The cost of just about everything that goes into a golf course — labor, material, supplies, electricity, water and fertilizer — have all gone up, according to Rethlake. To help cover those increases, Denver Golf is proposing a fee increase that would raise the average tab for an eighteen-hole round on a weekend day to $47. Right now, the average is $44.
"As far as the general adult fee, we are probably in the bottom third fee-wise, so definitely below the average," Rethlake says. "For seniors and juniors, I would say we’re the most affordable, [or] if not, then one of the top two or three most affordable programs in Denver metro."
At par 3 courses, such as Harvard Gulch Golf Course and Kennedy Golf Course, the maximum price that Denver Golf proposes charging for these rounds will go from $15 to $19. "For dynamic pricing to work, you have to be able to charge a little more in the peak times and a little less in the off times," Rethlake says.

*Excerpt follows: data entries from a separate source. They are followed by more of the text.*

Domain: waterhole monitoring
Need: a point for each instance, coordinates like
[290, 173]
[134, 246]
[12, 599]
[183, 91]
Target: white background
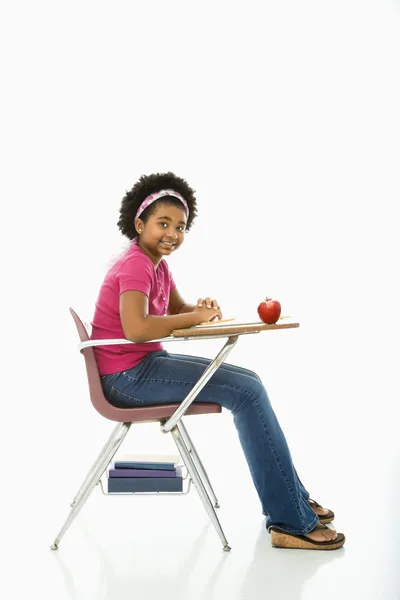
[284, 117]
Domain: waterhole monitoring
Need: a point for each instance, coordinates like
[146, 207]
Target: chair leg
[198, 482]
[94, 476]
[199, 465]
[103, 452]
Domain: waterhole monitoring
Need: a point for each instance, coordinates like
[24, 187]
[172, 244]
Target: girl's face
[164, 231]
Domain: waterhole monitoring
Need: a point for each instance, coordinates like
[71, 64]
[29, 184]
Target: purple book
[140, 473]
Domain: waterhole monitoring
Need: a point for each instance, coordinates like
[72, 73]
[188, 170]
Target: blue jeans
[162, 378]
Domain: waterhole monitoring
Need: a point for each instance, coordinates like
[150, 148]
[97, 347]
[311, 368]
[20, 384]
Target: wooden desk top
[233, 328]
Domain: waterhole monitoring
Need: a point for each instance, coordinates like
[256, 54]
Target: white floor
[152, 547]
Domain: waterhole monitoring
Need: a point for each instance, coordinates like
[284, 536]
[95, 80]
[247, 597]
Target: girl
[139, 300]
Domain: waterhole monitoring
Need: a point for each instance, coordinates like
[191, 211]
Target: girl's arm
[186, 308]
[139, 326]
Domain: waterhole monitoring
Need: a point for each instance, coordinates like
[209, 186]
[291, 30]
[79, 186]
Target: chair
[168, 415]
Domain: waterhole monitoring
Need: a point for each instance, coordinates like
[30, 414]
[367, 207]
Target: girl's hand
[209, 303]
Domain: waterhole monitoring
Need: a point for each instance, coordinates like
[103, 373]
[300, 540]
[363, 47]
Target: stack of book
[144, 476]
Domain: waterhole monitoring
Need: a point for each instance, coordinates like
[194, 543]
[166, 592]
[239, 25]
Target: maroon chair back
[126, 415]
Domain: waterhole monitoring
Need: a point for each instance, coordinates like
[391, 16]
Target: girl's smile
[163, 232]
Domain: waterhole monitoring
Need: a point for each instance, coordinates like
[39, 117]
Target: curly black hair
[149, 184]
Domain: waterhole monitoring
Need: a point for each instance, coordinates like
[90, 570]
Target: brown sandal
[281, 539]
[322, 518]
[328, 518]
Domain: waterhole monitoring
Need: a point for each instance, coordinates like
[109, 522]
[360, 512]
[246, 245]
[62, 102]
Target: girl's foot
[320, 538]
[325, 515]
[321, 533]
[317, 508]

Denver Parks and Recreation staffers presented the proposed price increases to the Denver City Council Land Use, Transportation and Infrastructure committee on August 16. Parks and Rec also plans to ask council to approve other fee increases.

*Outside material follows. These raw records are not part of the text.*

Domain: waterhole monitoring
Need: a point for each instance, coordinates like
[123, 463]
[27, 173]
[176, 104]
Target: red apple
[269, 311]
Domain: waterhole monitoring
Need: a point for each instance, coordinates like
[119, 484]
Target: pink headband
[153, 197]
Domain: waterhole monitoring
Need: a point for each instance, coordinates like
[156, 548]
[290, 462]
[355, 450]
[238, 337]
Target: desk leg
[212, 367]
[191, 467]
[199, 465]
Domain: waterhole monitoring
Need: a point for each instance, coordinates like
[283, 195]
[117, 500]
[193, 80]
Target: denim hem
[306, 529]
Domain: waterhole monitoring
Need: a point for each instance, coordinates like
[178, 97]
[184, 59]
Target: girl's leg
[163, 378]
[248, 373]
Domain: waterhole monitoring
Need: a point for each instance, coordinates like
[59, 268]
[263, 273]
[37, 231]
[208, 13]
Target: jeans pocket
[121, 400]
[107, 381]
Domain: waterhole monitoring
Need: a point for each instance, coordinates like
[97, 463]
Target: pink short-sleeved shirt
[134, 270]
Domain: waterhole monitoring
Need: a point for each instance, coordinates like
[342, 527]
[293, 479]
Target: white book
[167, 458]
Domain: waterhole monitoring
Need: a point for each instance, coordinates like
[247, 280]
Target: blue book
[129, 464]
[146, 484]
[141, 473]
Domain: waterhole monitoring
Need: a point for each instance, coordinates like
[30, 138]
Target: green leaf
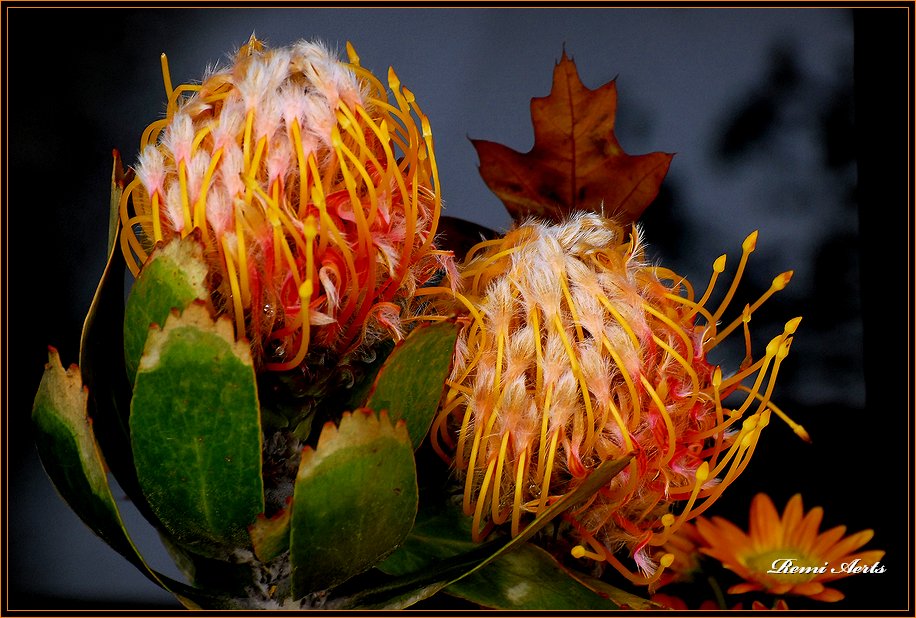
[354, 501]
[270, 536]
[71, 457]
[196, 432]
[172, 278]
[527, 578]
[410, 383]
[421, 583]
[626, 600]
[102, 366]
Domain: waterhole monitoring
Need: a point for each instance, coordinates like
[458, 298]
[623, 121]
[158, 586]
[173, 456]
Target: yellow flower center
[785, 565]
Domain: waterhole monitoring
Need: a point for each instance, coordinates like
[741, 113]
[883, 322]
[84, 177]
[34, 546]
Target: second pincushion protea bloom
[317, 199]
[577, 352]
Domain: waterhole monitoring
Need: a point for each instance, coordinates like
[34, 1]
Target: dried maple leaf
[576, 162]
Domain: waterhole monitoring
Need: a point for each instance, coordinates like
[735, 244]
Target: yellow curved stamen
[472, 469]
[199, 137]
[361, 170]
[640, 580]
[665, 417]
[434, 170]
[538, 352]
[619, 318]
[305, 299]
[583, 385]
[481, 501]
[688, 368]
[692, 306]
[548, 471]
[497, 516]
[779, 283]
[462, 442]
[635, 408]
[128, 256]
[747, 247]
[234, 289]
[666, 274]
[167, 81]
[296, 133]
[702, 474]
[678, 330]
[151, 133]
[157, 218]
[520, 468]
[173, 100]
[545, 425]
[243, 258]
[246, 141]
[185, 201]
[200, 205]
[354, 61]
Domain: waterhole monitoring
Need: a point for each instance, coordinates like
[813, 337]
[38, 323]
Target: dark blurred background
[791, 121]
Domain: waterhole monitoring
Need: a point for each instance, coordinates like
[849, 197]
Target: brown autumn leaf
[576, 162]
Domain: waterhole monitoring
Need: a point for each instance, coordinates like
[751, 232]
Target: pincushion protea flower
[316, 198]
[577, 351]
[779, 543]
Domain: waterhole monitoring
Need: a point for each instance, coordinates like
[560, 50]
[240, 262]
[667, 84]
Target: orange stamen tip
[719, 265]
[351, 54]
[703, 472]
[311, 230]
[750, 243]
[393, 81]
[782, 280]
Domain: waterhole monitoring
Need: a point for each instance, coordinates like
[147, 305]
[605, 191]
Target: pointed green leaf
[439, 572]
[624, 599]
[410, 383]
[172, 278]
[71, 457]
[270, 536]
[354, 501]
[102, 366]
[196, 432]
[527, 578]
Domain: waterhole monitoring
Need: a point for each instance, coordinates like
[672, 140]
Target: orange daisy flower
[787, 555]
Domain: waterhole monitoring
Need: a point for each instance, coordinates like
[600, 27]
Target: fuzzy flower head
[315, 196]
[788, 554]
[577, 352]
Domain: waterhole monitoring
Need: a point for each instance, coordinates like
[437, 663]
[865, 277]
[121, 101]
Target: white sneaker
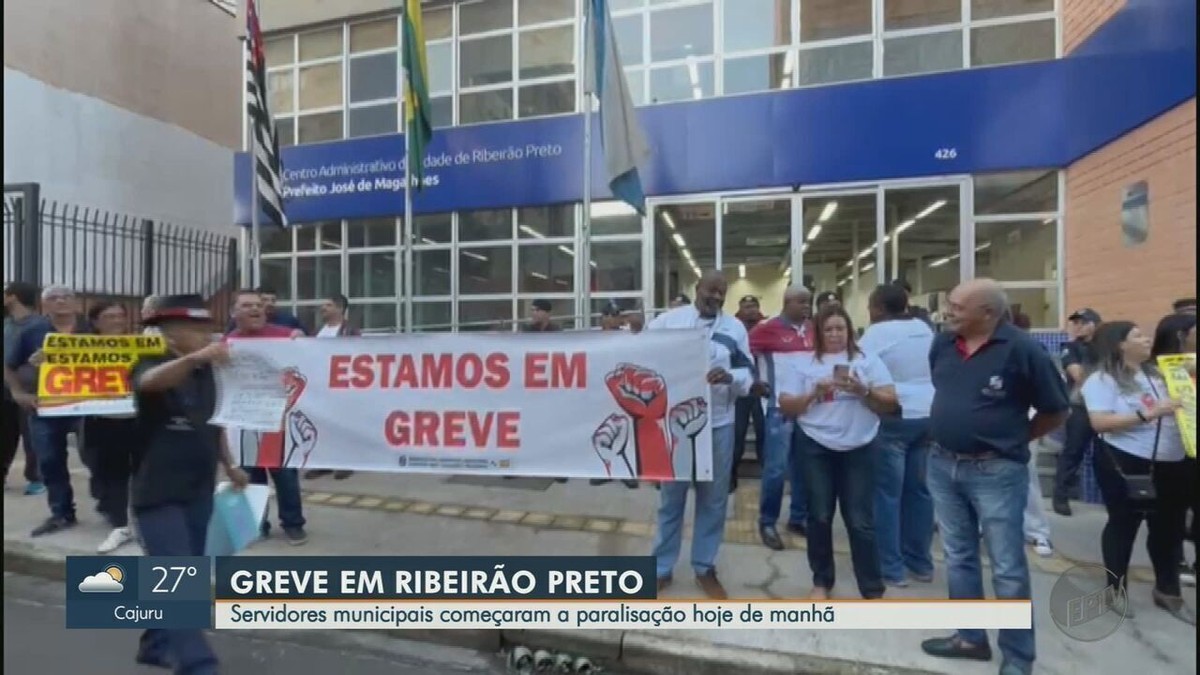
[1043, 548]
[115, 539]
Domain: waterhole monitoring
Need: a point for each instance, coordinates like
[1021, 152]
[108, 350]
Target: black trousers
[16, 434]
[108, 446]
[1165, 518]
[1079, 437]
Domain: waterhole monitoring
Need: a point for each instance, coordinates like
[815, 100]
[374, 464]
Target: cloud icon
[101, 583]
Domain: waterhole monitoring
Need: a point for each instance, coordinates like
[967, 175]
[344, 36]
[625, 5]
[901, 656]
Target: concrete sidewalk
[445, 515]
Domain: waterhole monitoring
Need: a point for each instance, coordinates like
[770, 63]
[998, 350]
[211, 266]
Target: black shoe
[53, 524]
[769, 537]
[954, 647]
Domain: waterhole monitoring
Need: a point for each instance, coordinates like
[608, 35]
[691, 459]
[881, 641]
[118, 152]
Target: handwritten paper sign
[251, 393]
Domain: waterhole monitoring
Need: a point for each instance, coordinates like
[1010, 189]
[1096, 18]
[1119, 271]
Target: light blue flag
[621, 137]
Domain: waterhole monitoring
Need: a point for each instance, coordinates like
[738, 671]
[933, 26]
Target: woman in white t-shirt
[1134, 417]
[838, 395]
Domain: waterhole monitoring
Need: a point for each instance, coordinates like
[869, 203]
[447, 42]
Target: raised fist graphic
[640, 392]
[610, 441]
[301, 436]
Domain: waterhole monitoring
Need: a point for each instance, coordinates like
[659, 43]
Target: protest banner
[90, 374]
[587, 405]
[1180, 372]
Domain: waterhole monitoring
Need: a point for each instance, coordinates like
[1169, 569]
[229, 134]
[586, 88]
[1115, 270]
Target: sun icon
[115, 572]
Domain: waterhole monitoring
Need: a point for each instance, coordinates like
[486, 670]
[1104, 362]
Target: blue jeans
[49, 438]
[989, 493]
[287, 495]
[712, 499]
[781, 460]
[904, 511]
[180, 530]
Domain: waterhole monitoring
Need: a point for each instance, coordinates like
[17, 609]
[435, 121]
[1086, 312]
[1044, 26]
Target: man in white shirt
[730, 375]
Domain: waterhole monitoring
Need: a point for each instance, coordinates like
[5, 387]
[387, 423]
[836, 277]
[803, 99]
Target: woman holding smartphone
[838, 395]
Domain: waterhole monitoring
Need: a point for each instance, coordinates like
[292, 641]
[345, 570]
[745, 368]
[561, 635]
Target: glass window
[280, 87]
[616, 266]
[1018, 251]
[373, 35]
[279, 52]
[682, 82]
[550, 99]
[484, 16]
[373, 120]
[843, 63]
[539, 222]
[485, 315]
[487, 60]
[439, 61]
[431, 272]
[321, 43]
[615, 217]
[485, 106]
[540, 11]
[485, 225]
[1017, 192]
[755, 24]
[899, 15]
[1013, 43]
[317, 129]
[923, 53]
[756, 73]
[371, 232]
[276, 273]
[546, 52]
[373, 77]
[372, 275]
[485, 270]
[321, 87]
[319, 237]
[547, 268]
[996, 9]
[376, 317]
[681, 33]
[629, 39]
[433, 228]
[438, 23]
[318, 278]
[432, 316]
[828, 19]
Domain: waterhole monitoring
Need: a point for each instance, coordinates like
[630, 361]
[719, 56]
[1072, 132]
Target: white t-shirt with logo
[1102, 394]
[841, 422]
[903, 346]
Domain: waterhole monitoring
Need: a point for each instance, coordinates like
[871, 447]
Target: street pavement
[412, 514]
[35, 643]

During that presentation, Councilwoman Jamie Torres, who represents parts of west Denver, asked about the price increases for nine-hole rounds and par 3 courses. "I wasn’t understanding why across the board everything got a $4 or $5 increase, even nine-hole and par 3," Torres said. "That just strikes me as a bit of an equality issue."
"The expenses are going up the same amount for all the golf courses. We’ve still got to cover all those expenses," Rethlake responded. "Labor still goes up the same amount per hour."

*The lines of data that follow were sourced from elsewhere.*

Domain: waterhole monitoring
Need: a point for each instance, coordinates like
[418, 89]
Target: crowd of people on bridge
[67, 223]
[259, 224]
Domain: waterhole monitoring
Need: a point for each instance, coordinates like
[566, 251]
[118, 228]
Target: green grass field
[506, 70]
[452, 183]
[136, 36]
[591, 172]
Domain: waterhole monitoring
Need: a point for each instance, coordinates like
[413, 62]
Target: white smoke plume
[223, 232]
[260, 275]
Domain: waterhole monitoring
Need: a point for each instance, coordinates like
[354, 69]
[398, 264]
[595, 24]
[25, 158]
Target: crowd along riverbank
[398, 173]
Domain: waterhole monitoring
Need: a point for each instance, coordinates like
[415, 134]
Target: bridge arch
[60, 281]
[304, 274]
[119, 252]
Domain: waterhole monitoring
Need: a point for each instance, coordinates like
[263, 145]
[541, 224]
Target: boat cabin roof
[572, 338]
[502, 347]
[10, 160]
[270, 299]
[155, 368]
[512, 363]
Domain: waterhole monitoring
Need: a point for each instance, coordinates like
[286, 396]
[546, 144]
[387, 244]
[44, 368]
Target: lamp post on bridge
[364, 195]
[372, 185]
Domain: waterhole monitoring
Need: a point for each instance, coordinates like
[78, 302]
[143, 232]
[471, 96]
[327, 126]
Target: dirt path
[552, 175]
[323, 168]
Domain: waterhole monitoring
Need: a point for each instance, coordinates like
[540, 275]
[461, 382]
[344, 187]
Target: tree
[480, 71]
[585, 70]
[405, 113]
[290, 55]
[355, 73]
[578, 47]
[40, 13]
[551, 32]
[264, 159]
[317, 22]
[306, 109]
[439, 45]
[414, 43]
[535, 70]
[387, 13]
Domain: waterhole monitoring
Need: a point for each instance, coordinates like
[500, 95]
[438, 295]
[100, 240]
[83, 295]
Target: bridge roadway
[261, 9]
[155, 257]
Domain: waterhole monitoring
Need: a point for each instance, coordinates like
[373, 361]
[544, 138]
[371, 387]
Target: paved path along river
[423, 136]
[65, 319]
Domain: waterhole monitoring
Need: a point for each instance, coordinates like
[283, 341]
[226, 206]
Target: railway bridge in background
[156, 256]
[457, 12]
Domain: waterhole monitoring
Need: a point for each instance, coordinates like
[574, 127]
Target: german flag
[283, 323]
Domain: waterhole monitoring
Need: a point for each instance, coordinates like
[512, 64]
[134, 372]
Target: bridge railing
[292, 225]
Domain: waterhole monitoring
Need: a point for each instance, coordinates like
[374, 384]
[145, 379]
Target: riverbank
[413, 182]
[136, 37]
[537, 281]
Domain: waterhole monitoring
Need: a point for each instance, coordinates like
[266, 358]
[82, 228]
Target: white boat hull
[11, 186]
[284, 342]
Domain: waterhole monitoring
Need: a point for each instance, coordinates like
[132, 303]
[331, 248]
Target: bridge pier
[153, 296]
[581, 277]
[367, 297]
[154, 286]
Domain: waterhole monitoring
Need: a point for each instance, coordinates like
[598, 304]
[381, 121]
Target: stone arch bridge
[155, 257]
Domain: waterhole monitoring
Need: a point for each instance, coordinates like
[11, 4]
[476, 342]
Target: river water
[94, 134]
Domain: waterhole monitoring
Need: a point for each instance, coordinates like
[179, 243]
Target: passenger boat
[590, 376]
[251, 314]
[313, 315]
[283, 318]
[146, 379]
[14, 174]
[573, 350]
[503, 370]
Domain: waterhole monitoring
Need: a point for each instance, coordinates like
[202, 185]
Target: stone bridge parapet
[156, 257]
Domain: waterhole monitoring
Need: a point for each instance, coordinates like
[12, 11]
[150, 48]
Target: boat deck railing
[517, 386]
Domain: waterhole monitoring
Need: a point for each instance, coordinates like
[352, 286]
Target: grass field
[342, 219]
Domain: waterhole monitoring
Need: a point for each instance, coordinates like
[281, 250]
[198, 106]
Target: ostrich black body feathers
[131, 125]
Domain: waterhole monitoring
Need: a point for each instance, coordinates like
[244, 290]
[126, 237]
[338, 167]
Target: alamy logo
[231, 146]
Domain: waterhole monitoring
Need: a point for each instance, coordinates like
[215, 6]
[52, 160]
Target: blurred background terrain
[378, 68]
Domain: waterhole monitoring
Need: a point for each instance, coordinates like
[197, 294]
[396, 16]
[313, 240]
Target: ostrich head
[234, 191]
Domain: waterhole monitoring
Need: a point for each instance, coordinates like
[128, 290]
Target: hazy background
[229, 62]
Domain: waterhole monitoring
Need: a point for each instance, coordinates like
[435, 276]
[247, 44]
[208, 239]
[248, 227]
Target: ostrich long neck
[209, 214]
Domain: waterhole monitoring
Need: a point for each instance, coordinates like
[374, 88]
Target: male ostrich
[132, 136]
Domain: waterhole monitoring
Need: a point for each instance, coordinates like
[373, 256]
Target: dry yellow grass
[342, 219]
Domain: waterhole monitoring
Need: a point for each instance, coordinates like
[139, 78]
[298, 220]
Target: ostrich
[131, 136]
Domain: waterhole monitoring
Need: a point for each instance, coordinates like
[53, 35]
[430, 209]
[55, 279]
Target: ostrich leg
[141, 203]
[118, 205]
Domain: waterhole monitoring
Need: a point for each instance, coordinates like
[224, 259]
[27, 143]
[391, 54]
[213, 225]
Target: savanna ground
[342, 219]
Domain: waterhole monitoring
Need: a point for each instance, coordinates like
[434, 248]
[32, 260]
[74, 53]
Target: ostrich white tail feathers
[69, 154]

If Denver City Council eventually approves the price increases, Denver Golf estimates that it will generate $18,800,000 in revenue next year rather than $16,800,800. Once $16,413,996 in operating costs is subtracted, Rethlake estimates that the net revenue increase will be $2,386,004.
And Denver Golf can use every penny for some big projects. It's currently renovating and repairing the Wellshire Golf Course clubhouse as part of a half-million-dollar job, and it plans to add on-course bathrooms to the Overland, Kennedy and Evergreen golf courses.
The most recent major capital project for Denver Golf was the transformation of the City Park Golf Course, which reopened in August 2020. Although a torrent of rain flooded parts of the new facility on the evening of August 7, the golf course was able to return to regular functioning within a few days. "It was actually pretty quick," Rethlake says. "We were back to completely normal on Wednesday."
Denver Golf, like many golf entities around the country, saw a boom in rounds played in 2020, when golf was one of the few activities that allowed for proper social distancing during the early days of the pandemic.
"It’s still been pretty busy, yes. We haven’t seen any big dropoff," Rethlake says of Denver Golf's numbers this year. "Some of the par 3 numbers have kind of gone back to pre-2020 numbers, whereas the eighteen-hole courses have dropped off a little, but not as much. Driving range numbers are doing about the same. I think that’s due to an increase in interest in the game. And typically when people start the game, they go to the driving range for quite a while before they go to the golf course."